Privacy rights must be respected, experts said.
“Everybody wants a safe and secure Internet, but the way we go about it is important,” said Steven Chabinsky, general counsel and chief risk officer of Crowdstrike. “The cyber threat is growing more troubling over time and it is the burden of Congress to improve the situation with legislation that doesn’t compromise on security or civil liberties,” he said.
“As a move towards delivering more concrete and achievable steps to achieve better cyber-security, CISA is a step in the right direction,” said Renee Bradshaw, senior solutions manager at NetIQ. The bill is more prescriptive, detailing “how” citizen’s private data should be protected, but it actually provides the federal government and corporations with more access to citizen data. It also shields companies from lawsuits for inappropriately sharing data. “But in giving the federal government and corporations more freedom to use citizen data with less incentive to do it right, it is a big miss,” Bradshaw said.
“While most are in favor of legislation to thwart cyberattacks, CISA arrives at a time when privacy concerns are at the forefront for many Americans and as such, ultimate passage of the bill will be a challenge,” said Michael Sutton, vice-president of security research at Zscaler.
It’s possible the bill may not pass the Senate due to privacy concerns, he said.
“It is unlikely that a skeptical public is willing to accept a promise of data only being used to defend the nation and not infringe on personal liberties.”
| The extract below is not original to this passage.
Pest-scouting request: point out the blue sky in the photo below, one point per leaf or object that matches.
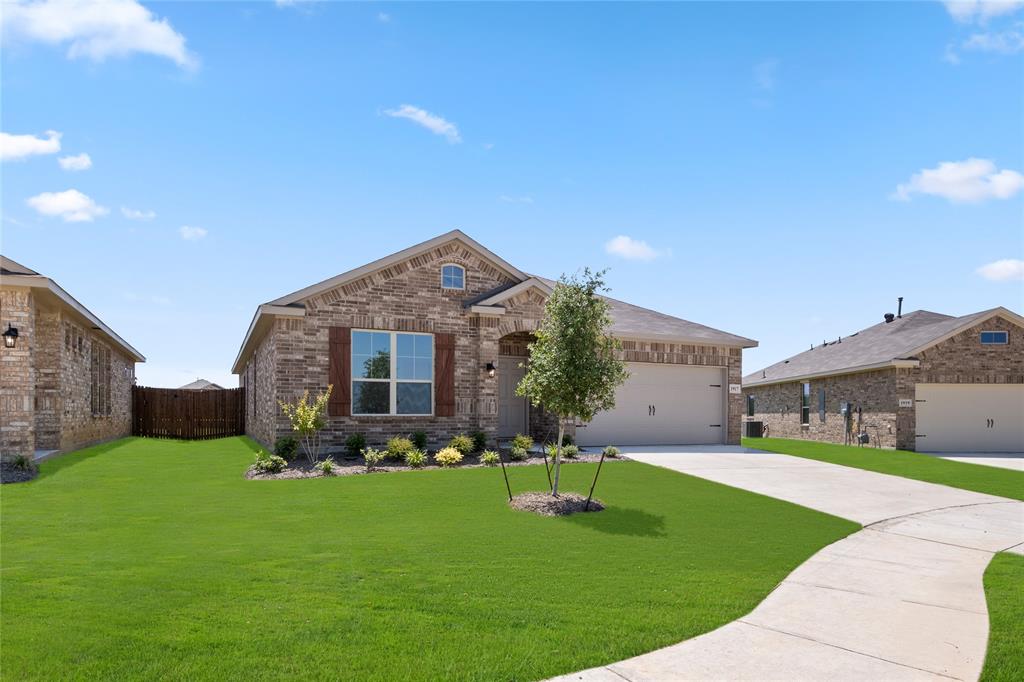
(791, 168)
“I adamantly support the idea of this bill, but with some serious concerns,” said Bob Stratton, general partner of MACH37. However, “what may have been recent excessively generous interpretations of certain Government surveillance authorities, it is profoundly important to explicitly include privacy protections on the sharing, for intelligence purposes, of information obtained under the monitoring rights enabled in this legislation.”
“We Need this Bill”
“Pending full review of the text of the bill, this one appears to be one that must be passed,” said JJ Thompson, CEO of Rook Security. “Free flow of real-time, raw, cyber threat intelligence must take place unimpeded. In the past we’ve had to back channel intelligence to the FBI about weaknesses or impending attacks to large corporations to avoid frivolous litigation. We look forward to seeing improved public / private communications as a result of this bill.”
While sharing of cyberattack data is “absolutely necessary” to fight off cyber-attacks, “the real challenge is not in passing this bill—hard as it has been to do—but rather in implementing it,” said Craig Carpenter, chief cyber strategist at AccessData. The larger questions deal with who will get access to the data, how far liability protections will go, and what the organizations have to do to protect user privacy?
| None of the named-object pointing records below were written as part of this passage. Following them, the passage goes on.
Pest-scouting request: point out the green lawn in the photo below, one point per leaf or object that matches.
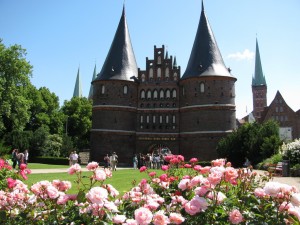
(45, 166)
(121, 179)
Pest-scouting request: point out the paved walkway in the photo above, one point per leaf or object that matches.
(295, 181)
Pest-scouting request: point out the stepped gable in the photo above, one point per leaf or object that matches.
(259, 78)
(120, 63)
(205, 58)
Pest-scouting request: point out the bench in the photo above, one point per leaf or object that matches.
(275, 169)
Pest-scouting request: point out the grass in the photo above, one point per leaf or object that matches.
(121, 179)
(46, 166)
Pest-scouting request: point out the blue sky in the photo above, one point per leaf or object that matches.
(61, 36)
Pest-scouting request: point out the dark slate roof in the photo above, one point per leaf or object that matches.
(259, 78)
(91, 88)
(120, 63)
(77, 89)
(205, 58)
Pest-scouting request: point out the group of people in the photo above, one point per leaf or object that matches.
(111, 161)
(150, 160)
(73, 158)
(19, 158)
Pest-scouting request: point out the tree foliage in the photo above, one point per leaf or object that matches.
(252, 140)
(15, 73)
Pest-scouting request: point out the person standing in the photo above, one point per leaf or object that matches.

“But American companies that are under constant attack and cannot win this are on their own,” said Christiansen. “Without banning together as a community we can’t ever expect to win. No sharing system will ever be perfect, but providing more support for companies that provide information about an attack without it becoming a public embarrassment or a legal issue is critically important to these efforts.”
Christiansen wanted a way the information could be shared without making it public, since that would alert the attackers as well. He gave the example of how the public discussion of Heartbleed may have armed criminals with knowledge they didn’t have previously. “As a long-time Chief Information Security Officer, I am frustrated that we don’t have a way to accomplish that today,” Christiansen added.
“IT and consumers need to realize they are being left out in the wilderness to fend for themselves both as it relates to hacking attacks and overreaching governments,” said Maiffret. “We must remember we are still, for a large part, on our own with no real plan coming forward to help improve things for us,” he said.
“On one hand it’s great to see a bill like this getting traction and that we are making strides towards improving information sharing. On the other hand, the critique of this bill is hard to ignore,” said Brandon Hoffman, senior director, Global BD and SE at RedSeal Networks.